Report: Venezuela’s Self-Proclaimed Rightful President in D.C. to Meet Biden

Edmundo Gonzalez, who represented Venezuela's main opposition coalition in the July presid
AP Photo/Jacquelyn Martin

Exiled Venezuelan opposition presidential candidate Edmundo González is slated to meet with outgoing U.S. President Joe Biden on Monday, the Spanish news agency EFE reported.

González, who fled to Spain in after the socialist Maduro regime issued an arrest warrant against him, is recognized by the United States and several other countries as the winner of the fraudulent July 28 presidential election, a sham electoral event that both he and socialist dictator Nicolás Maduro claim to have won.

The 75-year-old former diplomat is presently conducting a whirlwind tour across several Latin American nations and the United States ahead of January 10, 2025 — the date when both he and Maduro say they will be sworn into the presidency of Venezuela. González has insisted that he will return to Caracas to be inaugurated, to which the Maduro regime responded last week by placing a $100,000 bounty against him.

Unnamed official sources with knowledge of the logistics of González’s visit told EFE that the Venezuelan opposition candidate will meet President Biden on Monday. EFE reported that González expects to meet with Biden to continue searching for support ahead of the January 10 inauguration date. González announced his arrival in Washington on Sunday.

González kicked off his whirlwind tour on Saturday with a visit to Buenos Aires, Argentina, where he met with President Javier Milei. Milei, a staunch anti-communist, stressed “the need to strengthen regional collaboration to build a prosperous Latin America free from the oppressive yoke of any type of dictatorial and socialist regime.”

González continued his tour with a brief visit to Uruguay, where he met with outgoing President Luis Lacalle Pou and held an online meeting with Paraguayan President Santiago Peña before traveling to the United States. The Venezuelan opposition candidate will reportedly travel to Panama on January 8 to meet with President José Raúl Mulino and will then visit the Dominican Republic to meet with President Luis Abinader.

The July 28 sham presidential election has been widely described as fraudulent by several countries and international organizations. While Venezuela’s National Electoral Council (CNE) proclaimed Maduro the winner of the fraudulent election, it has refused to publish voter data that can corroborate the dictator’s claimed victory.

The Venezuelan opposition contested the election and published nationwide voter tallies collected on the day of the election that they claim demonstrate that González defeated Maduro in a landslide. The opposition published digital copies of the tallies on a website.

Neither González nor any member of the Venezuelan opposition has given public details as to how González intends to travel to Caracas to be sworn in as president on January 10 while avoiding the arrest warrant and $100,000 bounty against him. 

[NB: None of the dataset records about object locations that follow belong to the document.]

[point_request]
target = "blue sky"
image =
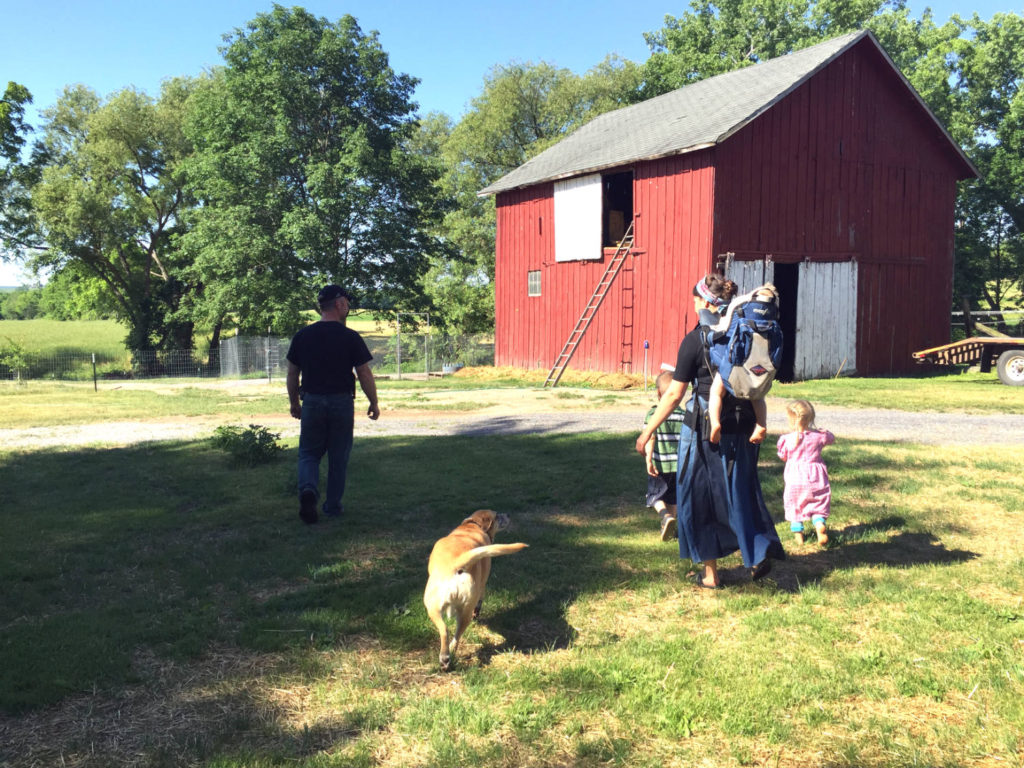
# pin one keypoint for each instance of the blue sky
(450, 46)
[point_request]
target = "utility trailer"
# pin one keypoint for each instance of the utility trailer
(1006, 352)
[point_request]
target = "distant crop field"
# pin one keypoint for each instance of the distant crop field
(105, 338)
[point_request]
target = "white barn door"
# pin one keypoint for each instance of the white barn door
(826, 320)
(578, 218)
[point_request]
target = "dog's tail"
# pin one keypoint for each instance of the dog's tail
(492, 550)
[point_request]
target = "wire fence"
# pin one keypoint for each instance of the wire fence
(246, 357)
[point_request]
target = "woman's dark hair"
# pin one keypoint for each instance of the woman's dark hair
(719, 287)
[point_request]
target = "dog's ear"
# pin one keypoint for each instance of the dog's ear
(486, 519)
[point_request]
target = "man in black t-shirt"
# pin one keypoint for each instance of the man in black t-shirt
(323, 355)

WATCH — Watch: Billboard of Maduro Set Ablaze amid Venezuelan Election Protests:

After several former Latin American presidents expressed their intention to accompany González to Caracas for his inauguration, the head of the Venezuelan National Assembly Jorge Rodríguez threatened on Sunday to declare anyone who accompanies the opposition candidate persona non grata and their presence in the country an act of “invasion.” Venezuelan opposition leader María Corina Machado called on Venezuelans living in the country and abroad to head to the streets on Thursday, January 9, and peacefully protest against the Maduro regime.

González published a video on social media calling for the Venezuelan Armed Forces to overcome “the challenges” that the country faces and “defend popular sovereignty,” which he claimed was evident in the results of the sham presidential elections presented by the opposition.

“According to the 1999 Constitution, promoted by [late socialist dictator] Hugo Chávez Frías on January 10, by the sovereign will of the Venezuelan people, I must assume the role of commander in chief, with the responsibility of protecting our families and directing our efforts toward a future of well-being and prosperity for all Venezuelans,” González said.

The developing situation in Venezuela and the upcoming swearing in of both Maduro and González mark the second time in a row that Venezuela has “dual presidents,” with each contesting the position from one another — echoing the events that surrounded the interim presidency of Juan Guaidó.

After Nicolás Maduro held a fraudulent presidential election in 2018, the Venezuelan National Assembly — at the time controlled by the opposition — acted in response to what the nation’s constitution describes as a “rupture in the democratic order.” Guaidó, who at the time was the head of the parliament, was installed as interim president of Venezuela in January 2019.

The interim presidency was established as a result of Maduro illegally usurping the position through the fraudulent election, with the clear intention of ousting Maduro’s illegitimate usurpation of power and restoring democracy in Venezuela through the establishment of a transitional government and free elections.

While Guaidó’s interim presidency received the support of the United States and much of the free world, it did not manage to exercise any power in Venezuela. Maduro and his socialist regime retained full control of the country and its institutions, effectively leaving Guaidó as a symbolic figure.

Ultimately, the Maduro regime ousted the opposition-led National Assembly in yet another fraudulent election in late 2020, forcing many of its members into exile. After failing to achieve all of its promised goals, the ousted opposition lawmakers voted to dissolve Guaidó’s interim presidency in December 2022 in an improvised Zoom call riddled with tech issues, leaving Maduro’s illegitimate presidency the sole uncontested seat of power in Venezuela. Guaidó was eventually deported from Colombia to Miami in 2023, where he resides with his family ever since.